Consider a vector of time-varying covariates \(X_{k}\) measured at every follow-up visit k, where \(k = 0,1, \ldots ,K\). Assume the variables are observed in the following sequential order, \(X_{0} \to A_{0} \to X_{1} \to A_{1} \to X_{K} \to A_{K} \to Y\). Let \(\bar{X}_{k} = \left( {X_{0} ,X_{1} , \ldots ,X_{k} } \right)\) denote the covariates history from baseline to follow-up visit k. There are two types of treatment strategies, static treatment strategies in which treatment does not depend on covariates and dynamic treatment strategies in which the treatment \(A_{k} = a_{k}\) depends on the evolution of the patient’s time-varying covariates \(\bar{X}_{k}\). In order to develop the statistical estimand associated with the target causal quantity, we need to make some identifiability conditions (sequential consistency, sequential positivity, and sequential exchangeability), which can be examined by sensitivity analysis discussed in Sects. 3.8–3.9.

Then we can develop the statistical estimand associated with the target causal quantity. For example, if the target causal quantity is \(E\left[ {Y^{{\bar{a} = \bar{1}}} - Y^{{\bar{a} = \bar{0}}} } \right]\), under those identifiability conditions, the estimand is \(E[E\left( {Y |\bar{A} = \bar{1},\bar{X}) - E(Y|\bar{A} = \bar{0},\bar{X})} \right]\). Using RWD, the estimand can be estimated by either the g-methods [2] or the targeted learning methods [9].

Conclusion

In this article, we suggest the PROTECT criteria for developing a sound research question in real-world studies.

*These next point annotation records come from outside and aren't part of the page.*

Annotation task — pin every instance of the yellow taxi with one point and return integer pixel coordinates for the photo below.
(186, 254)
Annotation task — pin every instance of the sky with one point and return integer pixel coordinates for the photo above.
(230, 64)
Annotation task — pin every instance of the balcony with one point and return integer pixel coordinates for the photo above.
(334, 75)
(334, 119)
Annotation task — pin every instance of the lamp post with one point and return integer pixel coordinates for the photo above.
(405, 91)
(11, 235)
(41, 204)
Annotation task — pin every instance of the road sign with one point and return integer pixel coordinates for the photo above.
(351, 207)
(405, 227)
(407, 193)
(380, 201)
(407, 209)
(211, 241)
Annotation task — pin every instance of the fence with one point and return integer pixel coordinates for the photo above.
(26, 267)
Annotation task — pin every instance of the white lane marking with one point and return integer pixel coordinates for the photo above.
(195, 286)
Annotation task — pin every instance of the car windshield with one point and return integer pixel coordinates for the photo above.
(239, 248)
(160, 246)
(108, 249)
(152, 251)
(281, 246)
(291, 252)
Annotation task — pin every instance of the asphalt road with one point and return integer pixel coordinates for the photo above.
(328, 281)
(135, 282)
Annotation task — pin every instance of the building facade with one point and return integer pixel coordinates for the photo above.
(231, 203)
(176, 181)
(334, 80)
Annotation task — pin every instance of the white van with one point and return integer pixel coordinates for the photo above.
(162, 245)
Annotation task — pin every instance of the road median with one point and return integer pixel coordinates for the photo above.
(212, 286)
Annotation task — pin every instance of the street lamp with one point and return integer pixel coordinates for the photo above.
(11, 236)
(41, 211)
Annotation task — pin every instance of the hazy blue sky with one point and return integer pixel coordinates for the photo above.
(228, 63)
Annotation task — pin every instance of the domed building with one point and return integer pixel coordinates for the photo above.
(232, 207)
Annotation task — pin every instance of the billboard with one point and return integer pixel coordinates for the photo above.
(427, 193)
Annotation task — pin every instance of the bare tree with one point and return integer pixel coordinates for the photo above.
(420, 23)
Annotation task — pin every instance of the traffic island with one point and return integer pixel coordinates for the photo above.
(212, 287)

Then we propose a roadmap from real-world data to real-world evidence, in alignment with the recently released framework for FDA’s Real-World Evidence Program. The proposal is based on extensive review of the literature of causal inference that is relevant to the adjustment for confounding bias. We first describe the roadmap under a simple setting and then extend the strategic plan to other settings. Those other settings are categorized according to the five aspects of the PROTECT criteria.